Programming Languages
The language we are using to give instruction to computer in a machine recognizable way is called programming language.
There are two major types of programming languages. These are Low Level Languages and High Level Languages. Low Level languages are further divided in to Machine language and Assembly language.
Low Level Languages
The term low level means closeness to the way in which the machine has been built. Low level languages are machine oriented and require extensive knowledge of computer hardware and its configuration.
Advantage of Low Level Languages
The only advantage is that program of machine language run very fast because no translation program is required for the CPU.
High level Language
Higher level languages are simple languages that use English and mathematical symbols like +, -, %, / etc. for its program construction.
Advantages of High Level Languages
Higher level languages have a major advantage over machine and assembly languages that higher level languages are easy to learn and use.
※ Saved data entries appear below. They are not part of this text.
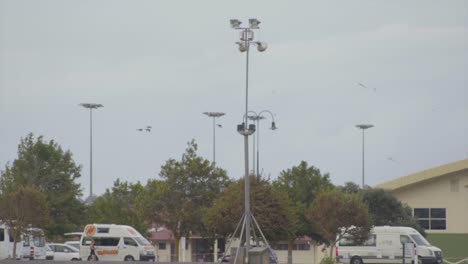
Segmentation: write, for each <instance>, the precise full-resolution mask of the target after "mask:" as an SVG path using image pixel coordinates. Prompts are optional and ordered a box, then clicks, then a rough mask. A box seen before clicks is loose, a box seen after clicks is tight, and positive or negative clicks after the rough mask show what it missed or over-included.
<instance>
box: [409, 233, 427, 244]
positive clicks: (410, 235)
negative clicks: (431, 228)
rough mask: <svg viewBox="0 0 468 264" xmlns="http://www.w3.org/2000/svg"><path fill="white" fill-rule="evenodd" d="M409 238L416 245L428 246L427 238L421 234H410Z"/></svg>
mask: <svg viewBox="0 0 468 264" xmlns="http://www.w3.org/2000/svg"><path fill="white" fill-rule="evenodd" d="M410 236H411V238H412V239H413V240H414V242H415V243H416V245H418V246H430V245H431V244H429V242H427V240H426V239H425V238H424V237H423V236H421V235H417V234H415V235H410Z"/></svg>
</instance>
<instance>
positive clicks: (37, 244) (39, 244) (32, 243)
mask: <svg viewBox="0 0 468 264" xmlns="http://www.w3.org/2000/svg"><path fill="white" fill-rule="evenodd" d="M22 255H23V258H28V259H30V260H33V259H39V260H45V259H46V256H47V245H46V243H45V235H44V231H43V230H42V229H40V228H37V227H30V228H28V229H26V231H25V234H24V235H23V254H22Z"/></svg>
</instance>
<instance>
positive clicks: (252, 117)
mask: <svg viewBox="0 0 468 264" xmlns="http://www.w3.org/2000/svg"><path fill="white" fill-rule="evenodd" d="M249 113H252V114H253V115H249V119H250V120H252V121H254V122H257V134H256V135H257V136H256V138H255V135H254V143H253V145H254V151H253V152H254V154H253V156H254V157H255V139H256V141H257V177H260V121H261V120H263V119H265V118H266V117H264V116H263V115H262V114H263V113H268V114H270V116H271V127H270V129H271V130H276V129H278V127H276V124H275V117H274V115H273V113H272V112H271V111H269V110H263V111H260V113H258V114H257V113H255V112H254V111H249ZM253 161H254V162H253V163H254V164H253V166H254V167H255V158H254V159H253Z"/></svg>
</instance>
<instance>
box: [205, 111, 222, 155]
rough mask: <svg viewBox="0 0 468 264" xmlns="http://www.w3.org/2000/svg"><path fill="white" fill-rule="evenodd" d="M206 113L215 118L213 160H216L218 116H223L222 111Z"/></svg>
mask: <svg viewBox="0 0 468 264" xmlns="http://www.w3.org/2000/svg"><path fill="white" fill-rule="evenodd" d="M203 114H204V115H207V116H209V117H212V118H213V162H216V118H219V117H222V116H223V115H225V113H222V112H203Z"/></svg>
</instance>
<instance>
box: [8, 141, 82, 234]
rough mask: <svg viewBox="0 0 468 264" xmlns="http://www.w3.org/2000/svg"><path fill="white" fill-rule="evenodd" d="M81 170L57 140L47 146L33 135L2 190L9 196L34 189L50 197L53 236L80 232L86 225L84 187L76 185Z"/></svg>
mask: <svg viewBox="0 0 468 264" xmlns="http://www.w3.org/2000/svg"><path fill="white" fill-rule="evenodd" d="M80 171H81V167H80V166H78V165H76V164H75V162H74V161H73V155H72V153H71V152H70V151H63V150H62V148H61V147H60V146H59V145H58V144H57V143H56V142H55V141H53V140H51V141H49V142H46V141H45V140H44V138H43V137H42V136H40V137H38V138H37V139H35V138H34V135H33V134H32V133H31V134H29V135H27V136H26V137H25V138H22V139H21V142H20V144H19V146H18V158H17V159H15V160H14V161H13V164H12V165H11V166H10V165H9V164H7V165H6V168H5V171H3V172H2V174H1V181H0V190H1V192H2V193H8V192H11V191H15V190H17V189H18V188H19V187H21V186H34V187H35V188H37V189H38V190H40V191H41V192H43V193H44V194H46V197H47V203H48V205H49V209H50V215H51V221H50V224H49V225H48V226H47V227H46V230H47V231H48V232H47V233H48V234H49V235H50V236H60V235H62V234H63V233H65V232H70V231H76V230H77V228H78V227H79V226H81V225H82V224H83V222H84V208H85V207H84V205H83V204H82V203H81V202H80V201H79V199H78V198H79V196H80V195H81V186H80V184H78V183H76V182H75V180H76V179H78V178H79V177H80V176H81V174H80Z"/></svg>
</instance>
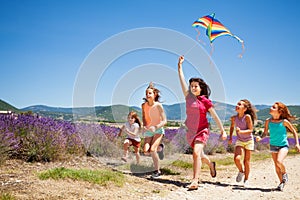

It is because that they are similar to the languages used by us in our day to day life.
Compiler
It is a program translator that translates the instruction of a higher level language to machine language. It is called compiler because it compiles machine language instructions for every program instructions of higher level language. Thus compiler is a program translator like assembler but more sophisticated. It scans the entire program first and then translates it into machine code.
Higher Level Language --> (Compile) ---> Program --> Machine Language Program
Interpreter
An interpreter is another type of program translator used for translating higher level language into machine language. It takes one statement of higher level languages, translate it into machine language and immediately execute it. Translation and execution are carried out for each statement. It differs from compiler, which translate the entire source program into machine code and does involve in its execution.